Было заметно, что сам Александр Наумович не хотел «бить на жалость», это казалось ему по-мужски противно. Коротко он назвал свое сегодняшнее давление в 5 утра, после подъема на суд: «185 на 94, я кое-как сюда доехал». (Медицинские справки из следственного изолятора с подобными данными приобщаются судьей в каждый из дней процесса).

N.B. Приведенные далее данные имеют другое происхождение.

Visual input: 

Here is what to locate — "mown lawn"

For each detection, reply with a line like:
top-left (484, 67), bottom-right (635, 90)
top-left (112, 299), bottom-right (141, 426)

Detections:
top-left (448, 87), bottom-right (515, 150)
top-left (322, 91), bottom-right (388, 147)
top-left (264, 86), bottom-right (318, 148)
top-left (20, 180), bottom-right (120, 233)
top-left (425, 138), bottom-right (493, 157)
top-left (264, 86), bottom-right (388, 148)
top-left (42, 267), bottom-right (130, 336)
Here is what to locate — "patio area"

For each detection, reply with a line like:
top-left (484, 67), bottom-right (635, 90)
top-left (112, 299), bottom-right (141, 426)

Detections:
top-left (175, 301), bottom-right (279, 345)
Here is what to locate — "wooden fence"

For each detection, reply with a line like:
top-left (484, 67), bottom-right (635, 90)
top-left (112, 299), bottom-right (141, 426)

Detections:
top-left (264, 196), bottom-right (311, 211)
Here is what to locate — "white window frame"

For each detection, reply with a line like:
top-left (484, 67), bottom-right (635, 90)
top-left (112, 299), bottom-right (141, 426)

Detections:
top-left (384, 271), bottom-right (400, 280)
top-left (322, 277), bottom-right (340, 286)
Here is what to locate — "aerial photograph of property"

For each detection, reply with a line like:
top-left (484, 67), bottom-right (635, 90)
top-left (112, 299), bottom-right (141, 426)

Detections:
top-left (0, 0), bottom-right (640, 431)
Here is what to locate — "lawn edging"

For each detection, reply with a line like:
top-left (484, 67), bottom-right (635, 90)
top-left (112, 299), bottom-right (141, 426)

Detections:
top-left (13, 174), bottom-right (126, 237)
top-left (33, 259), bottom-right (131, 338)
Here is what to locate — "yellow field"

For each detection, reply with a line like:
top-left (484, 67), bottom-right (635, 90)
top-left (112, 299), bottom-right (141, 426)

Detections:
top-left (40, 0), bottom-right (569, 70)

Штука в том, что в случае Солодкина-старшего для Ларисы Чуб это будет уже не формальное поддержание «статус-кво», как для предыдущих судей, а решение моральное и личное. В определенном смысле именно она отвечает за него последние 4 месяца. Поэтому я и веду речь о мере пресечении для Александра Наумовича, как о «барометре» всего процесса. В данном случае домашний арест или подписка о невыезде — мера прежде всего гуманная, не вызывающая прямого внутрисистемного конфликта. Пусть правоохранительные органы обеспечат надлежащие мероприятия, чтобы подсудимый «ни-ни». Но если даже такое решение для суда проблематично — тогда опять говорим «ах»!..

В ближайшую среду, вероятно, мы всё об этом узнаем.